Swimming lessons for babies are an increasingly popular choice among today’s parents. While the idea of infant swim lessons is at times a source of debate, many moms and dads are seeking out infant swimming programs for safety reasons, a fun bonding activity and to provide early exposure to a lifelong sport.
Jenny McCuiston, co-founder of Goldfish Swim School, says babies as young as 4 months old can start infant swim lessons at Goldfish. At this age, little ones are in the heated pool with a parent or caregiver and enjoying skin-to-skin contact, songs and a gentle introduction to the water.
“They are just kind of getting used to the water at first, learning to be comfortable in it, and a lot of bonding with the parents,” she says.
As babies become more comfortable, classes incorporate early skills like tummy time, going under the water and back floating – along with plenty of games.
“Babies automatically learn how to close their mouths usually and not swallow water,” McCuiston says. “People think it’s a scary thing to put a baby under water but it’s really a natural thing – typically they’re very comfortable in the water and going under water.”
Why start early?
Like any other activity or skill, the earlier children are introduced to it the better, she says.
“When you start at an early age they’re really going to build on those skills. It’s second nature to them,” she says, pointing out that interest in infant swimming lessons is growing. “People are realizing what an important skill it is.”
Goldfish emphasizes perpetual swim lessons, where kids take classes year-round. “I think keeping up that consistency is really important for retaining the skills,” McCuiston says.
Many children who take early swim lessons develop a love for the sport and go on to compete on swim teams, but the benefits of infant swim lessons apply to all families.
“Even if you don’t have these lifelong goals of them being a swimmer someday, I think it’s a great bonding experience for babies and parents,” she says.
The swimming lessons for babies offered at Goldfish focus on positive early swim experiences and have a gradual learning pace.
“We kind of take the approach that this is a lifelong skill and we want them to learn it at a gradual approach,” McCuiston says. Whatever the teaching method, though, parents should know that lessons don’t replace supervision.
“I don’t think swim lessons ever take the place of parents watching them at the pool,” she says.
Another popular method of infant swimming lessons is Infant Swimming Resource‘s Self-Rescue program. These classes teach children how to save themselves if they fall in the water, says Anna Anderson, a certified ISR instructor and the owner of ISR Great Lakes.

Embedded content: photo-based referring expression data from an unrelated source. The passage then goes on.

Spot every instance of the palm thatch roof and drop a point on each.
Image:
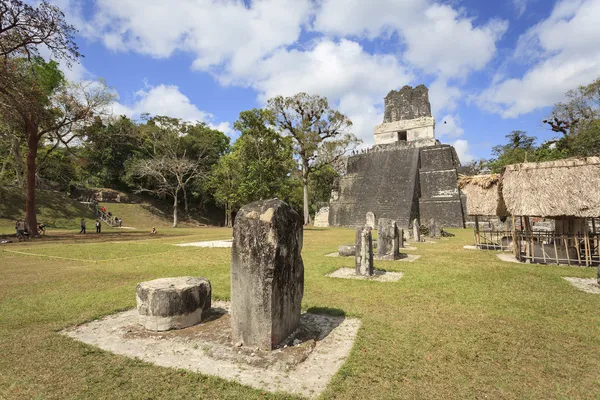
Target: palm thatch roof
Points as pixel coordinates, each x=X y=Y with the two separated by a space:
x=569 y=187
x=483 y=193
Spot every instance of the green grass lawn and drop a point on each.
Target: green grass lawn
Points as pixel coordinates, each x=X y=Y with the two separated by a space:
x=459 y=324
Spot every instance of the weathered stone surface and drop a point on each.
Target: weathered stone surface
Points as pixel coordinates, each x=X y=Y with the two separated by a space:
x=388 y=239
x=416 y=231
x=370 y=220
x=407 y=103
x=172 y=303
x=364 y=251
x=388 y=183
x=322 y=218
x=267 y=274
x=347 y=250
x=433 y=228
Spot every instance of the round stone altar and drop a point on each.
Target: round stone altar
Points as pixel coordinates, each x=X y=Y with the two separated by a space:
x=173 y=303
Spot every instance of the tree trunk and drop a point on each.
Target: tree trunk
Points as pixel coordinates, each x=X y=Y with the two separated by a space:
x=175 y=211
x=32 y=147
x=305 y=201
x=18 y=161
x=185 y=201
x=227 y=216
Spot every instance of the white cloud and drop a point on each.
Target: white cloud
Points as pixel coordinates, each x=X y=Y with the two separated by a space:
x=167 y=100
x=564 y=53
x=449 y=126
x=438 y=38
x=520 y=6
x=443 y=97
x=349 y=77
x=215 y=32
x=463 y=150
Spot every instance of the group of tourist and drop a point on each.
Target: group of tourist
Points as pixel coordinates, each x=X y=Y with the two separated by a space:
x=22 y=229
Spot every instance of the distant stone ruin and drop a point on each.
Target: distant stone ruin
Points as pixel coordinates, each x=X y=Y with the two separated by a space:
x=267 y=274
x=364 y=251
x=173 y=303
x=407 y=175
x=407 y=103
x=388 y=240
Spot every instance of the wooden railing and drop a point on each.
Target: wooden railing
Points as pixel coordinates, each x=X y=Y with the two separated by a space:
x=493 y=239
x=553 y=248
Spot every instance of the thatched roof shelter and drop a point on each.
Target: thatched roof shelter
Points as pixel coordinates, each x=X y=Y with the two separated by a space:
x=484 y=195
x=564 y=188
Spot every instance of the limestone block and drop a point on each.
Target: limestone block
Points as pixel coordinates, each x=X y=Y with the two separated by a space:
x=364 y=251
x=407 y=103
x=322 y=218
x=433 y=228
x=416 y=231
x=388 y=239
x=347 y=250
x=173 y=303
x=370 y=220
x=267 y=274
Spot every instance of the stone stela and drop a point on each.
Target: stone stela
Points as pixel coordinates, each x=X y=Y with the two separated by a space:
x=388 y=240
x=267 y=274
x=364 y=251
x=407 y=175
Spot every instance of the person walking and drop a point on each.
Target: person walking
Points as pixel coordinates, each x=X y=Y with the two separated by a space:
x=20 y=227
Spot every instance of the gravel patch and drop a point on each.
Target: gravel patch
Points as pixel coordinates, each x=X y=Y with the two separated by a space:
x=584 y=284
x=378 y=275
x=403 y=257
x=304 y=366
x=508 y=258
x=211 y=243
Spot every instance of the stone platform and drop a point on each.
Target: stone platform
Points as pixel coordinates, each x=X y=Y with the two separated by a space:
x=304 y=366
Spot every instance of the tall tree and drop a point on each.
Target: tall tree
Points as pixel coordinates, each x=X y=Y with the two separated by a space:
x=109 y=145
x=167 y=166
x=520 y=148
x=317 y=130
x=23 y=28
x=35 y=97
x=259 y=166
x=580 y=108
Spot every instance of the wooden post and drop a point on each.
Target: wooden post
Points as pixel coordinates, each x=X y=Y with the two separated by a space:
x=554 y=239
x=516 y=247
x=567 y=249
x=586 y=244
x=477 y=237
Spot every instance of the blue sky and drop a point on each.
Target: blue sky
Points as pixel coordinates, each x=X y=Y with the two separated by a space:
x=491 y=66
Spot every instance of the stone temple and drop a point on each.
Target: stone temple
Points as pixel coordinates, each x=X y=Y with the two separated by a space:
x=407 y=175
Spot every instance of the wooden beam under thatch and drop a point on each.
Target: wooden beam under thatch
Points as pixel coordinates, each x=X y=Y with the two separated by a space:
x=484 y=195
x=569 y=187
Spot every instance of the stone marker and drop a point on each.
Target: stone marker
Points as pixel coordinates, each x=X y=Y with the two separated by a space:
x=416 y=231
x=364 y=251
x=388 y=239
x=172 y=303
x=347 y=250
x=432 y=228
x=371 y=220
x=267 y=274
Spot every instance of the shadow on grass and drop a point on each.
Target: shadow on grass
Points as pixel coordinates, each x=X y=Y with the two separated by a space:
x=335 y=312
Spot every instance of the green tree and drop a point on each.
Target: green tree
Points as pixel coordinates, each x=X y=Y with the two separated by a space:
x=318 y=132
x=35 y=98
x=108 y=148
x=167 y=164
x=260 y=165
x=224 y=183
x=520 y=148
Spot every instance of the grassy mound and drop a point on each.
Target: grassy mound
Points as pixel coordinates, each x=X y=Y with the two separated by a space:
x=54 y=209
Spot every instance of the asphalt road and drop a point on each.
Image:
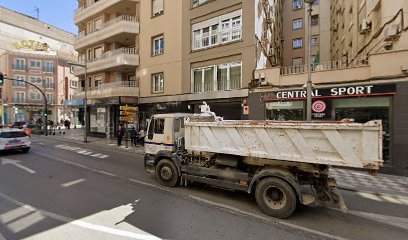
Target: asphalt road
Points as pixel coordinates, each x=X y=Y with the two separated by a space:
x=68 y=190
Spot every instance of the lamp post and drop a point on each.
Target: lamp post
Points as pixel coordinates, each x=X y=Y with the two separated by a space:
x=309 y=70
x=85 y=98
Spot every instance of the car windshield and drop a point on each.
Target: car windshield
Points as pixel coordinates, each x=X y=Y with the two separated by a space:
x=16 y=134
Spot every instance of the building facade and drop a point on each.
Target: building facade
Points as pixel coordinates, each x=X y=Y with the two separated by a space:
x=38 y=53
x=376 y=26
x=375 y=89
x=296 y=28
x=108 y=44
x=195 y=51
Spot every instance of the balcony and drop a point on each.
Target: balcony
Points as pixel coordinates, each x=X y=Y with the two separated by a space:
x=120 y=30
x=115 y=89
x=116 y=60
x=91 y=8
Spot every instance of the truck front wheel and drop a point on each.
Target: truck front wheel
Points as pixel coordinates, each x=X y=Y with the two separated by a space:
x=166 y=173
x=275 y=197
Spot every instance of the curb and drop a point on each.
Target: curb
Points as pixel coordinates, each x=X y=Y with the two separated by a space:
x=114 y=147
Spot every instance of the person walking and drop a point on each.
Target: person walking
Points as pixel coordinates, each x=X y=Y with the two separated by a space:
x=133 y=136
x=121 y=132
x=142 y=135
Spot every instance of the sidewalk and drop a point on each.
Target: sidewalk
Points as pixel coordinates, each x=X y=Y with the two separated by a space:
x=77 y=136
x=347 y=179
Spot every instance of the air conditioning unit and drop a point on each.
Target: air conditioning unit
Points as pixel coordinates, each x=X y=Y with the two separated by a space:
x=271 y=52
x=391 y=32
x=365 y=26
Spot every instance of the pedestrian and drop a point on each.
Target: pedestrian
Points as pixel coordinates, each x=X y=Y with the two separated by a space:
x=142 y=135
x=121 y=132
x=133 y=136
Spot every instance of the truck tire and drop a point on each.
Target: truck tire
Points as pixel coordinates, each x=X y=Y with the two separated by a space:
x=167 y=173
x=275 y=197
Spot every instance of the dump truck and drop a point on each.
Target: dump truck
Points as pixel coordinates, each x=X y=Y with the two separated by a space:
x=282 y=163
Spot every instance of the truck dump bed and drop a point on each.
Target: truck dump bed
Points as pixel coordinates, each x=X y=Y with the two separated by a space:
x=330 y=143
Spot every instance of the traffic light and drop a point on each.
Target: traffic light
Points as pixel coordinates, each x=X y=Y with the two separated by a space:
x=1 y=79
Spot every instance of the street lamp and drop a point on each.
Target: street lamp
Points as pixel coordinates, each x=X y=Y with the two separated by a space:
x=85 y=98
x=309 y=70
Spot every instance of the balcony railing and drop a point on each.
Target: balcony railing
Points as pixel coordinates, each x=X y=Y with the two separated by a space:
x=20 y=67
x=210 y=40
x=116 y=52
x=330 y=65
x=122 y=18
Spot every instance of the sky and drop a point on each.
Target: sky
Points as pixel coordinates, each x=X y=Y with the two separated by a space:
x=58 y=13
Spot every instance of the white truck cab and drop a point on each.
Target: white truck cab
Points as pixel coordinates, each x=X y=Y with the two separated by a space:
x=162 y=132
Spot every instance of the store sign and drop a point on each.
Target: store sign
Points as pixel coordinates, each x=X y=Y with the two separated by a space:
x=31 y=44
x=364 y=90
x=129 y=114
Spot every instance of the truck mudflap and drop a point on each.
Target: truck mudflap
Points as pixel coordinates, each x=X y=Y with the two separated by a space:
x=327 y=192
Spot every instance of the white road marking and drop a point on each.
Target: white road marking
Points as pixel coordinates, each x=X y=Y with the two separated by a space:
x=16 y=163
x=82 y=151
x=232 y=209
x=68 y=184
x=81 y=223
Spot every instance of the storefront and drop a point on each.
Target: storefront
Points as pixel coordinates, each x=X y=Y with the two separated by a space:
x=361 y=103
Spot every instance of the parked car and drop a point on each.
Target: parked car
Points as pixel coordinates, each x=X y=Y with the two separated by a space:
x=20 y=124
x=14 y=139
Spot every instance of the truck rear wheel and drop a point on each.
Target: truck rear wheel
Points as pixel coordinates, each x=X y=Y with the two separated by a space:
x=167 y=173
x=275 y=197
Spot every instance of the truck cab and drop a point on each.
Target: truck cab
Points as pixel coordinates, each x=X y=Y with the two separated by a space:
x=162 y=132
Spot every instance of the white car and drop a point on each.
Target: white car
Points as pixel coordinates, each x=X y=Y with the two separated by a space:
x=14 y=139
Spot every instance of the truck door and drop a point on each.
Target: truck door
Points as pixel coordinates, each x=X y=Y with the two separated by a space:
x=155 y=137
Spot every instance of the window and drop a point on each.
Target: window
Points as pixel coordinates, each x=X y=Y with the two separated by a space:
x=297 y=43
x=157 y=7
x=19 y=97
x=97 y=52
x=98 y=80
x=50 y=97
x=315 y=20
x=98 y=24
x=35 y=95
x=159 y=125
x=158 y=83
x=35 y=80
x=158 y=45
x=297 y=4
x=197 y=3
x=49 y=82
x=74 y=83
x=218 y=30
x=217 y=78
x=35 y=63
x=19 y=64
x=314 y=40
x=297 y=61
x=297 y=24
x=18 y=83
x=48 y=66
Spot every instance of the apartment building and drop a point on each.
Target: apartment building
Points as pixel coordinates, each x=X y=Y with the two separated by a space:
x=360 y=28
x=204 y=50
x=108 y=45
x=296 y=29
x=33 y=51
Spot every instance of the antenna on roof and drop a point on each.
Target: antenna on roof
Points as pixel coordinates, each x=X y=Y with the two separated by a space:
x=37 y=11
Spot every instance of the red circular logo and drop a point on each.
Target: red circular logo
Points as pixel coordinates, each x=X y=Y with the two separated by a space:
x=319 y=106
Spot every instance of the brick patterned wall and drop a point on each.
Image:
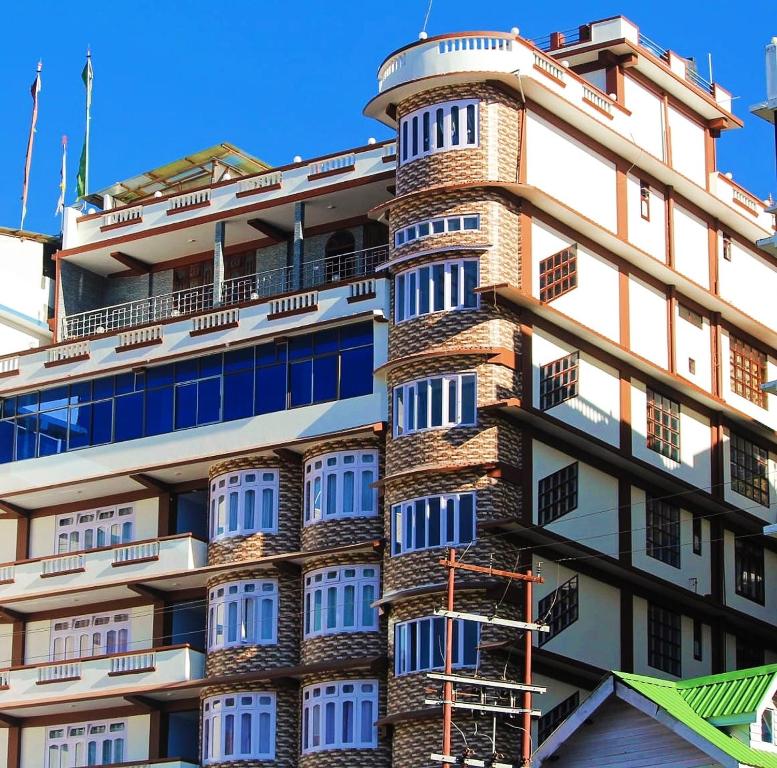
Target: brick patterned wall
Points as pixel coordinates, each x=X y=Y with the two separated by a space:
x=466 y=165
x=287 y=739
x=234 y=549
x=254 y=658
x=350 y=758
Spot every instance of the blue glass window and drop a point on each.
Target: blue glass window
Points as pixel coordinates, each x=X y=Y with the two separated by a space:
x=328 y=365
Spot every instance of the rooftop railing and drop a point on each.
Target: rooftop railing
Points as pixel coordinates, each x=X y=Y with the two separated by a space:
x=192 y=301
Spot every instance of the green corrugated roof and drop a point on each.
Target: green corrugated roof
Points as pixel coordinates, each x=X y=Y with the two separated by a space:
x=675 y=698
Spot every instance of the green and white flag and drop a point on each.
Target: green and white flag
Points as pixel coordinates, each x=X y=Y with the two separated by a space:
x=82 y=180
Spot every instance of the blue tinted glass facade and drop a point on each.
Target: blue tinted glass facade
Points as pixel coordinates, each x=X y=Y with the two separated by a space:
x=318 y=367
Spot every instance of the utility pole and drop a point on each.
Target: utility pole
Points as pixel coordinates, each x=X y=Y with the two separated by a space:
x=490 y=693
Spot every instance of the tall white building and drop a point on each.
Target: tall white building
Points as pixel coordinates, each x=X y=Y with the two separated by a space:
x=534 y=326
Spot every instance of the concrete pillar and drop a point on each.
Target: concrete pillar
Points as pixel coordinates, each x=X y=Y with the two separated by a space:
x=218 y=261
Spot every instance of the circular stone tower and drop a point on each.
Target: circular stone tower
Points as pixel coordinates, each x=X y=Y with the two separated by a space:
x=452 y=459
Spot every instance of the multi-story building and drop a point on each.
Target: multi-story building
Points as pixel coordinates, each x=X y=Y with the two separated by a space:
x=533 y=327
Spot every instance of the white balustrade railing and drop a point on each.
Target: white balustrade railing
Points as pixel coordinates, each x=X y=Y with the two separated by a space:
x=332 y=164
x=134 y=662
x=140 y=335
x=293 y=303
x=132 y=552
x=589 y=94
x=547 y=65
x=122 y=216
x=62 y=564
x=8 y=364
x=215 y=319
x=271 y=179
x=53 y=672
x=362 y=288
x=69 y=351
x=197 y=197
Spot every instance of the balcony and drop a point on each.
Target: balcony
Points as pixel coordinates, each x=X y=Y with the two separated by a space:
x=52 y=581
x=100 y=676
x=240 y=290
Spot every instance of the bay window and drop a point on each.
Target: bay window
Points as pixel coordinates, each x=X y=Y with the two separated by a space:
x=243 y=503
x=439 y=401
x=242 y=613
x=434 y=521
x=339 y=485
x=445 y=285
x=340 y=715
x=238 y=726
x=340 y=600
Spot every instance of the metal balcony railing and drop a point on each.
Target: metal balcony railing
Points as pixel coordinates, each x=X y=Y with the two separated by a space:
x=192 y=301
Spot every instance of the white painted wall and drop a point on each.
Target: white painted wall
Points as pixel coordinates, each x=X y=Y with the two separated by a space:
x=767 y=514
x=595 y=521
x=648 y=235
x=691 y=566
x=691 y=246
x=554 y=159
x=648 y=322
x=598 y=607
x=766 y=612
x=766 y=415
x=596 y=409
x=693 y=343
x=687 y=139
x=747 y=282
x=647 y=117
x=695 y=436
x=594 y=302
x=689 y=667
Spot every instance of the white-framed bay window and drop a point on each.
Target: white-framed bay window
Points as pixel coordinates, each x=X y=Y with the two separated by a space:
x=340 y=599
x=243 y=613
x=79 y=744
x=83 y=636
x=245 y=502
x=340 y=484
x=340 y=715
x=439 y=401
x=439 y=128
x=238 y=726
x=419 y=644
x=106 y=527
x=432 y=521
x=439 y=287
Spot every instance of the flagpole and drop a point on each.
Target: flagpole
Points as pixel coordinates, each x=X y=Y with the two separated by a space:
x=35 y=90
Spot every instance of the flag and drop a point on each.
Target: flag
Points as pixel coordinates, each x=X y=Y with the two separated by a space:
x=82 y=180
x=62 y=179
x=34 y=91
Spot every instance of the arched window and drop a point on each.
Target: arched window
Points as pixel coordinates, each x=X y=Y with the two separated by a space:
x=339 y=257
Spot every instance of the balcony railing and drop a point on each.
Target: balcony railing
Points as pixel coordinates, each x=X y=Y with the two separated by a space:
x=312 y=274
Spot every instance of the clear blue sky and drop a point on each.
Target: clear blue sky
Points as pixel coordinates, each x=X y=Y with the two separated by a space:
x=280 y=79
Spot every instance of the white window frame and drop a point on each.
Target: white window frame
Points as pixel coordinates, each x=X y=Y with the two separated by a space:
x=407 y=403
x=330 y=592
x=68 y=745
x=230 y=713
x=448 y=510
x=413 y=125
x=326 y=703
x=79 y=637
x=402 y=646
x=329 y=475
x=409 y=296
x=94 y=528
x=440 y=225
x=231 y=514
x=236 y=614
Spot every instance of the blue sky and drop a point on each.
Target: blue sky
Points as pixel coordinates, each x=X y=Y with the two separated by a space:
x=282 y=79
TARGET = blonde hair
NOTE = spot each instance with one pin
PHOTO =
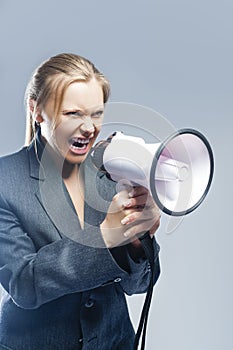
(52, 77)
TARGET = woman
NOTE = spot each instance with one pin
(65, 264)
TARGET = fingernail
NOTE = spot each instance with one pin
(125, 221)
(128, 203)
(126, 234)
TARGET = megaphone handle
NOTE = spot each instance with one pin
(147, 244)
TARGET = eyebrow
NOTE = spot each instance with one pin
(85, 112)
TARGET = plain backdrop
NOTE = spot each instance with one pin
(175, 57)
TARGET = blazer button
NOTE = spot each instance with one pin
(89, 303)
(117, 280)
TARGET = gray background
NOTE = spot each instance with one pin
(174, 56)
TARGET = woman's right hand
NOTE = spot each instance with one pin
(131, 213)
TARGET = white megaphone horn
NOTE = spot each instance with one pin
(178, 171)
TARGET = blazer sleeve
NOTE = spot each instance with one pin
(34, 277)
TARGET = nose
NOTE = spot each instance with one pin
(87, 126)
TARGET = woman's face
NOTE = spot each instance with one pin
(78, 123)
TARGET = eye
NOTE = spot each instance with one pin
(97, 114)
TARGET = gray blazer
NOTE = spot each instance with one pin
(61, 288)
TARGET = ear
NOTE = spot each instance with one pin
(35, 111)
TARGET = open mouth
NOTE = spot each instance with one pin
(78, 145)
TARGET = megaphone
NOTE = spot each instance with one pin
(178, 171)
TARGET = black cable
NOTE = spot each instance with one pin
(148, 247)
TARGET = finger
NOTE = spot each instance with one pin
(138, 191)
(136, 201)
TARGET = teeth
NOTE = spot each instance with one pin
(79, 140)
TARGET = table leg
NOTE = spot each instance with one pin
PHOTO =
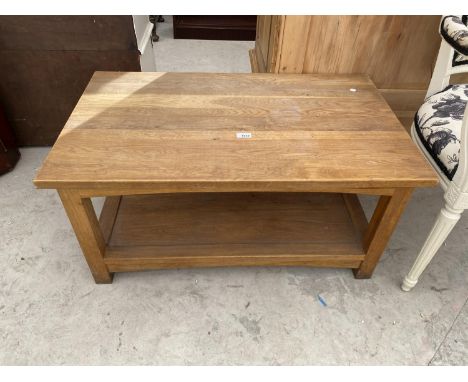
(83, 219)
(380, 229)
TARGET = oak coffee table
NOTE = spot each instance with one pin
(204, 170)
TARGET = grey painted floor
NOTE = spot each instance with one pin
(51, 312)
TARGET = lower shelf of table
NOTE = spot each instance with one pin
(232, 229)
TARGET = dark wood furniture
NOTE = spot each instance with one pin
(203, 169)
(228, 27)
(47, 61)
(9, 153)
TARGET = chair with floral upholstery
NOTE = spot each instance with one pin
(440, 130)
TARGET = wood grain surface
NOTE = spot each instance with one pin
(218, 229)
(147, 129)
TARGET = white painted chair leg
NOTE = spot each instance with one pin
(446, 220)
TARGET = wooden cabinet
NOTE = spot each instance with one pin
(397, 52)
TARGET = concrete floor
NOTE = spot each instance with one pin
(51, 312)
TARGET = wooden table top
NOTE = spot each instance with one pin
(308, 133)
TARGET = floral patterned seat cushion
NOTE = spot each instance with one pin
(438, 124)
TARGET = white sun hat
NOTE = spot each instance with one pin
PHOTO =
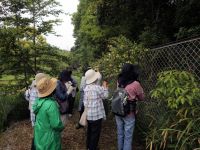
(91, 76)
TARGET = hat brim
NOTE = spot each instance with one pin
(52, 86)
(92, 79)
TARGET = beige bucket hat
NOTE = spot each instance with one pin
(39, 76)
(46, 86)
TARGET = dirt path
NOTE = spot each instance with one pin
(19, 136)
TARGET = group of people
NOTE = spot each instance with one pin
(51, 108)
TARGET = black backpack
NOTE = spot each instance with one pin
(121, 106)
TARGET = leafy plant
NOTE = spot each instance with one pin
(177, 88)
(181, 127)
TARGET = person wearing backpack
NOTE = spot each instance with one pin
(93, 103)
(62, 93)
(128, 79)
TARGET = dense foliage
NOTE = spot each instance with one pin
(179, 125)
(23, 48)
(150, 22)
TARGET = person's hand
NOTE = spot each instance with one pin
(105, 84)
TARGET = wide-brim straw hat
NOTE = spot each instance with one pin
(91, 76)
(46, 86)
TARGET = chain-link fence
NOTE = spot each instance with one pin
(183, 56)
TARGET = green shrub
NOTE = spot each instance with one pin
(179, 128)
(12, 108)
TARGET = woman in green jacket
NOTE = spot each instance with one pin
(48, 126)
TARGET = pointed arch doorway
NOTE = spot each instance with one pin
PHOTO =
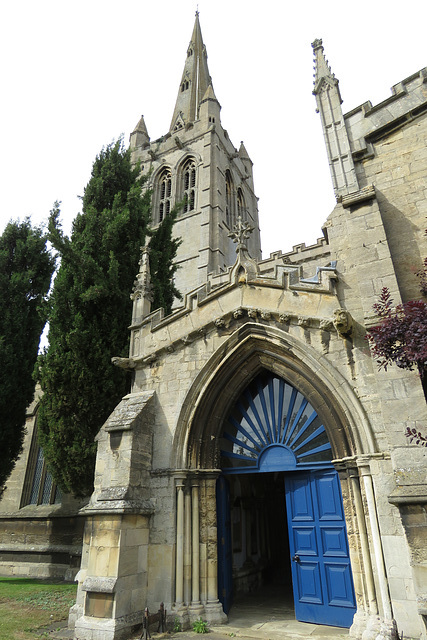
(279, 505)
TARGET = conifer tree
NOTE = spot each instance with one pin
(163, 248)
(91, 311)
(26, 268)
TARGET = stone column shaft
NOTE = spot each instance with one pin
(364, 544)
(377, 546)
(196, 546)
(187, 548)
(179, 576)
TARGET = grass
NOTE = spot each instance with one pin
(28, 606)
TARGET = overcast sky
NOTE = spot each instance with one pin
(76, 75)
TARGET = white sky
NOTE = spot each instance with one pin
(75, 75)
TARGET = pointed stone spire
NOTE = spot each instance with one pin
(328, 99)
(194, 82)
(139, 136)
(322, 69)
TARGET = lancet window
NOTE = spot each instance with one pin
(189, 185)
(164, 194)
(241, 208)
(229, 199)
(39, 487)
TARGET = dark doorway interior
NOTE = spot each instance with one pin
(259, 539)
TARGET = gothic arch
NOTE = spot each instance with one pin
(230, 197)
(250, 350)
(162, 194)
(187, 183)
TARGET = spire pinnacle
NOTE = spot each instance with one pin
(322, 70)
(194, 82)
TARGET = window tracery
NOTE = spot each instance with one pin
(189, 185)
(241, 208)
(229, 199)
(39, 487)
(164, 194)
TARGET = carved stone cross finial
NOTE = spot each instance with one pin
(241, 231)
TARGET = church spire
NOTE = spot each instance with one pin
(194, 82)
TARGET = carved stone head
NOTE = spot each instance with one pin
(343, 322)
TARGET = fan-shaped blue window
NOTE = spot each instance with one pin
(273, 427)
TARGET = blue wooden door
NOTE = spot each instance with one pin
(225, 576)
(321, 571)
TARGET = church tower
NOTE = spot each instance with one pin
(196, 164)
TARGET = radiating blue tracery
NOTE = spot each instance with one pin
(273, 427)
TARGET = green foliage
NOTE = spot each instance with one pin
(199, 626)
(177, 626)
(26, 268)
(163, 248)
(28, 606)
(91, 311)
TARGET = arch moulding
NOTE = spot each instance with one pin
(231, 368)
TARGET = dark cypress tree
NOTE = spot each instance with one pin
(163, 248)
(91, 311)
(26, 269)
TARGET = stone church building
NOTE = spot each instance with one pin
(260, 444)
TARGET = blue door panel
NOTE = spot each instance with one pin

“We teach Self-Rescue swimming lessons for infants and young children from 6 months to 6 years of age,” she says.
The youngest students – ages 6-18 months – are taught to “hold their breath under water and then rotate over to their back, and then rest and breathe – with no assistance, no flotation device, no one holding them up – until an adult can rescue them,” Anderson explains.
Toddlers and older kids in ISR classes learn how to swim underwater while holding their breath and keeping their eyes open, use their arms and legs to propel themselves forward, and utilize the “swim, float, swim” method until they get to the shoreline or pool ladder or until someone can rescue them.
“If they’re unable to swim their way out then they are taught to maintain that back float until someone can rescue them,” says Anderson, who teaches ISR classes at the Troy Community Center and Sola Life and Fitness in Rochester Hills.
Unlike parent-child swimming lessons for babies, infants in the ISR program work one-on-one with the instructor in the water while the parent sits poolside. Students attend classes daily during the program, with each lesson taking no more than 10 minutes.
“The average child takes about six weeks to learn it,” she says.
The classes are especially popular among families who live on lakefront property and among those with a pool at home or at a grandparent’s house. While the program focuses on survival skills, the lessons also serve as a foundation for traditional stroke work classes in the future.
“It’s a survival method but it also is a really a foundation for the appropriate swimming postures,” Anderson says.
Parents should be prepared that their baby may cry at first during lessons.
“I’m asking them to do things that they’ve most likely never done before. It’s hard work, it’s physical. The first two weeks, the child will fuss or cry,” Anderson says. “It varies based upon their temperament. Usually after that two-week mark they start to calm down, get to know me, and they actually become very proud of themselves.”
And that confidence is one of the major benefits, she says.
“Water can be very dangerous but it can also be really fun as a family activity. (The ISR program) gives each child a foundation to enjoy the water because they have the competence and the confidence,” Anderson says. “My hope and prayer is they would never need to use their skills in a potential drowning situation but I want them to be prepared should that need ever arise.”